These businesses could both benefit as rates fall, especially if the economy has a soft landing.

The Federal Reserve recently cut interest rates by 50 basis points, the first cut in the benchmark federal funds rate since early 2020. This not only had the obvious effects of making it cheaper for businesses to borrow money, but also increased the probability of an economy. soft landing (avoiding a recession).
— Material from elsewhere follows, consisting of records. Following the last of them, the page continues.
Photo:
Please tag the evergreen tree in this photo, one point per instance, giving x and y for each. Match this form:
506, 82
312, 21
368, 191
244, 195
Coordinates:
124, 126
In addition, this will be the first in a prolonged series of interest rate cuts over the next two years. In fact, members of the Federal Reserve recently projected an additional 150 basis points (1.5 percentage points) of tapering by the end of 2025.

Some companies could be big winners from the Fed’s rate cuts, especially if a recession can be avoided and the economy kept strong. Here are two stocks in particular that look interesting from a long-term perspective at their current prices.

A soft landing could have a big impact on travel demand

at a glance Airbnbhis (ABNB 1.90%) recent results seem strong. In the second quarter, the travel disruptor beat expectations on both the top and bottom lines. The deal generated $1 billion in free cash flow, strong booking volume growth and more. However, the company’s guidance spooked investors and the stock fell sharply.

Specifically, Airbnb reported that at the start of Q3, the business saw a “sequential moderation” in booking volume; in other words, there is a slowdown. And the company specifically announced “signs of slowing demand from US guests.”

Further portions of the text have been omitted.